The clinic is continuing to expand its programs. Last year, it started a dental program, a vision that it had early on but was not able to fulfill until now. The program is housed in mobile clinic on the site of the main clinic.

“We have cases where improving their oral health has given us the ability to improve their diabetes,” says Dr. Carlos Diaz, the head of the dental program at the clinic. In its first year, it saw almost 500 patients.

In other cases, the dental program has been able to fix problems to allow patients to eat healthier food rather than processed foods.

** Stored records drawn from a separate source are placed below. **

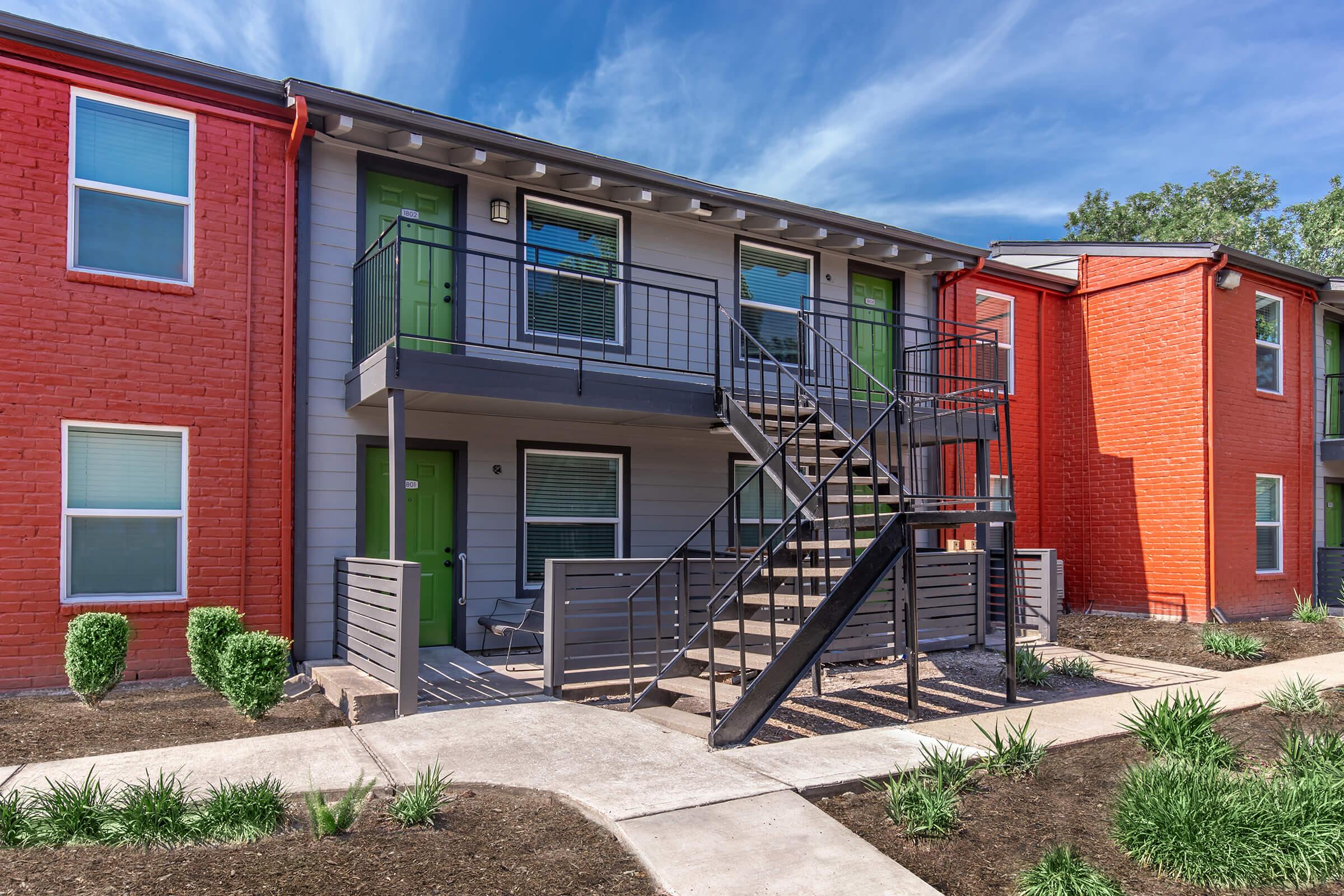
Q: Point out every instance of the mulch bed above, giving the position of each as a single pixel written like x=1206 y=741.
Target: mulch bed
x=142 y=716
x=1007 y=825
x=1178 y=642
x=486 y=841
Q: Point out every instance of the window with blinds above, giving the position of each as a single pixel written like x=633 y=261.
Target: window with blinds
x=773 y=285
x=131 y=191
x=573 y=291
x=124 y=512
x=1269 y=524
x=572 y=508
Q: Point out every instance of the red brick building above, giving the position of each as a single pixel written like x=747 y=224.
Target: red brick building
x=1161 y=418
x=143 y=383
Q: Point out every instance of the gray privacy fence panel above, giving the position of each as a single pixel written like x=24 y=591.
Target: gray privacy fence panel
x=378 y=622
x=588 y=613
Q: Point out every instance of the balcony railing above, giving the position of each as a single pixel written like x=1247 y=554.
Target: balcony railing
x=442 y=289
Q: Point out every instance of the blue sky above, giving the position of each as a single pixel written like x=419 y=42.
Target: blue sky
x=972 y=122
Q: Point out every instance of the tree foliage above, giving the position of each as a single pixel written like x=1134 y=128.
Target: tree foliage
x=1234 y=207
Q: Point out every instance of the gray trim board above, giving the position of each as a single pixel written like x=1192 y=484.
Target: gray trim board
x=459 y=449
x=521 y=489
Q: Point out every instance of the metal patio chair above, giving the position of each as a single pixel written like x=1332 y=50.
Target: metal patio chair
x=526 y=617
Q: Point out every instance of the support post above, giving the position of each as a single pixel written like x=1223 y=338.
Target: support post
x=397 y=474
x=1010 y=615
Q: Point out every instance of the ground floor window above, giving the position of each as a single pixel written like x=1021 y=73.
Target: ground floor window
x=124 y=515
x=1269 y=523
x=573 y=507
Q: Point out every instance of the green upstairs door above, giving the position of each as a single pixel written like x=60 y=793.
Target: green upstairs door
x=871 y=340
x=429 y=531
x=427 y=270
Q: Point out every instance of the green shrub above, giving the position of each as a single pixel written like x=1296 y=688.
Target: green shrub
x=1062 y=872
x=1220 y=829
x=151 y=813
x=1298 y=696
x=1032 y=669
x=68 y=813
x=207 y=631
x=418 y=804
x=337 y=820
x=15 y=820
x=1231 y=645
x=253 y=668
x=1074 y=668
x=96 y=654
x=925 y=809
x=1015 y=755
x=1180 y=726
x=242 y=813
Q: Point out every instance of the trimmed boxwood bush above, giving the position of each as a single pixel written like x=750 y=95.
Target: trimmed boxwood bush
x=207 y=629
x=253 y=668
x=96 y=654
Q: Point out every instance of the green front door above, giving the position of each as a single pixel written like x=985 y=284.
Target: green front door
x=872 y=327
x=429 y=531
x=427 y=269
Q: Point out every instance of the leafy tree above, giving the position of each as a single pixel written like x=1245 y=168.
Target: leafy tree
x=1235 y=207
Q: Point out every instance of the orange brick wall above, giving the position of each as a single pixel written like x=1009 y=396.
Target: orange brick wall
x=99 y=348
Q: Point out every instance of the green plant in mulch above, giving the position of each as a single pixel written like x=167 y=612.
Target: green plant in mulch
x=1032 y=669
x=253 y=668
x=1180 y=726
x=96 y=654
x=337 y=820
x=1063 y=872
x=417 y=805
x=1222 y=829
x=242 y=813
x=1231 y=645
x=1298 y=696
x=1074 y=667
x=1015 y=754
x=207 y=631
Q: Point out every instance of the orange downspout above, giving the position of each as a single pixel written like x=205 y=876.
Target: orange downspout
x=287 y=453
x=1210 y=517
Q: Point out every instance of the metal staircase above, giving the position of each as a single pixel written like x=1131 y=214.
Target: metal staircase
x=823 y=520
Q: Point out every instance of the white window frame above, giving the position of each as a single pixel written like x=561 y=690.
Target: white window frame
x=189 y=202
x=620 y=262
x=1277 y=526
x=1011 y=374
x=1277 y=347
x=619 y=520
x=768 y=307
x=69 y=514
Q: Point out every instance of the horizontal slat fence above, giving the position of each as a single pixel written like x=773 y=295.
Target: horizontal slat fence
x=586 y=614
x=378 y=622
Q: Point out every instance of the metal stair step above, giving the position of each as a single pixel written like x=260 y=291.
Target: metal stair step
x=783 y=631
x=693 y=687
x=730 y=657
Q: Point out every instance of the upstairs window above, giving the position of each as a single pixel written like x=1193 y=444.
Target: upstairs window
x=996 y=312
x=131 y=187
x=773 y=287
x=573 y=291
x=125 y=515
x=1269 y=523
x=572 y=508
x=1269 y=343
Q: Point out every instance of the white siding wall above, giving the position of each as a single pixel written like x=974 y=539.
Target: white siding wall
x=678 y=476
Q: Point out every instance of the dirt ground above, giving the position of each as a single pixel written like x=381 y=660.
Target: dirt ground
x=1179 y=641
x=142 y=716
x=872 y=693
x=1007 y=825
x=487 y=841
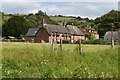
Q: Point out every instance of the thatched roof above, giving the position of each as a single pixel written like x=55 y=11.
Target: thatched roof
x=108 y=35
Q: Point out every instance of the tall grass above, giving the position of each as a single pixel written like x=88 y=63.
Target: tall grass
x=39 y=61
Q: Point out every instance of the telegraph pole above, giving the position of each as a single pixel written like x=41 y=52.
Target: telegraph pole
x=112 y=40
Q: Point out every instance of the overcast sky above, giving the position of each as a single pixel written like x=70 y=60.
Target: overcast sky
x=83 y=9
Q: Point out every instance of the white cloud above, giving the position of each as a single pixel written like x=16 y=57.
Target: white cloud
x=60 y=0
x=83 y=9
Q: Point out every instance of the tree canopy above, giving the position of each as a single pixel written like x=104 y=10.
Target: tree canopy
x=15 y=26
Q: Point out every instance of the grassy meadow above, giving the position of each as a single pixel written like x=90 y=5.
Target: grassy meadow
x=35 y=60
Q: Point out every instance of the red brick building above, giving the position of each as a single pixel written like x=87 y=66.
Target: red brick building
x=89 y=30
x=54 y=32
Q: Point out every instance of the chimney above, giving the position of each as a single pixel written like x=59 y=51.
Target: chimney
x=64 y=23
x=42 y=22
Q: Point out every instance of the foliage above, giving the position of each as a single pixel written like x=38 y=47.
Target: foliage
x=15 y=26
x=24 y=60
x=36 y=20
x=107 y=21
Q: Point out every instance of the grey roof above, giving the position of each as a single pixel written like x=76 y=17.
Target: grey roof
x=116 y=36
x=32 y=31
x=74 y=30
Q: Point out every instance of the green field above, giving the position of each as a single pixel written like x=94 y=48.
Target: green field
x=31 y=60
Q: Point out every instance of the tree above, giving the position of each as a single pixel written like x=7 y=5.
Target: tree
x=90 y=36
x=104 y=22
x=15 y=26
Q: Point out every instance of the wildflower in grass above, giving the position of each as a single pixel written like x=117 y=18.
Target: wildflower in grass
x=71 y=73
x=85 y=68
x=42 y=62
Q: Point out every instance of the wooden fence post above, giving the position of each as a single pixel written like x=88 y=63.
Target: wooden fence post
x=80 y=47
x=112 y=44
x=53 y=44
x=61 y=44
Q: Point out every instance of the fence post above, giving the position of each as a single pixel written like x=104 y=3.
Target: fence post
x=53 y=44
x=80 y=47
x=112 y=44
x=61 y=44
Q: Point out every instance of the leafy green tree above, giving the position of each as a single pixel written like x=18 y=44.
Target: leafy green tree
x=15 y=26
x=105 y=22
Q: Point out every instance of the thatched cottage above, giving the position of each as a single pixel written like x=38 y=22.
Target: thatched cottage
x=48 y=33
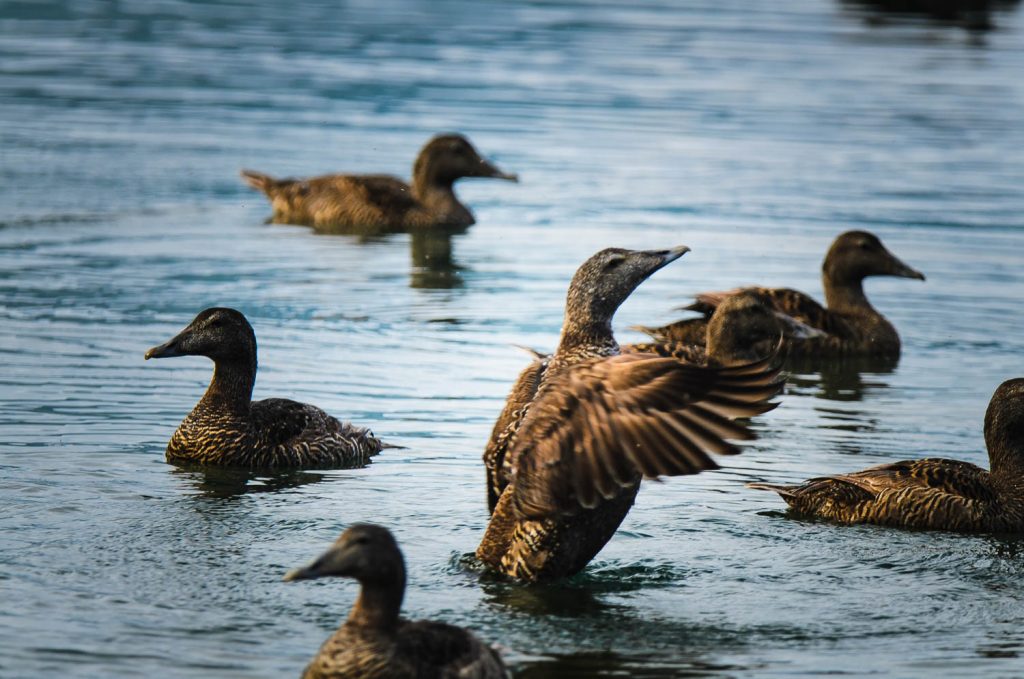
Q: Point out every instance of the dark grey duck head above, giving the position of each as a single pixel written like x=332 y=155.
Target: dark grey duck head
x=603 y=282
x=451 y=157
x=218 y=333
x=1005 y=427
x=365 y=551
x=856 y=255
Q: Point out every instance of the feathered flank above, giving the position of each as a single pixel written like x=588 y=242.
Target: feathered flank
x=376 y=642
x=850 y=326
x=583 y=426
x=382 y=203
x=606 y=421
x=931 y=493
x=226 y=428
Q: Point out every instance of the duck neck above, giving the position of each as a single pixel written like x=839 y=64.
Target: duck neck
x=846 y=295
x=588 y=339
x=378 y=604
x=231 y=386
x=1007 y=463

The clinic has been able to participate in research programs through its informal partnership with Dell Medical School since that school opened in 2016.

In the next 50 years, Beaver says she’d like to see the clinic serving twice as many people.

Blackman envisions People’s Community Clinic locations throughout the city as well as in Hays County and a bigger presence in the Manor/Elgin area. Blackman thinks today is not unlike the way it was in 1970.

“They had a vision of providing a service to people who need it,” Blackman says. “That vision just continued to grow. As they attained one goal, 10 new goals appeared.”

Appel wants the clinic “to continue to provide care to people with respect and dignity,” he says, as well as to work on the social determinates that are barriers to health such as poverty, racial discrimination and lack of education.

His big hope is that People’s continues to make “Austin the healthiest community we can be.”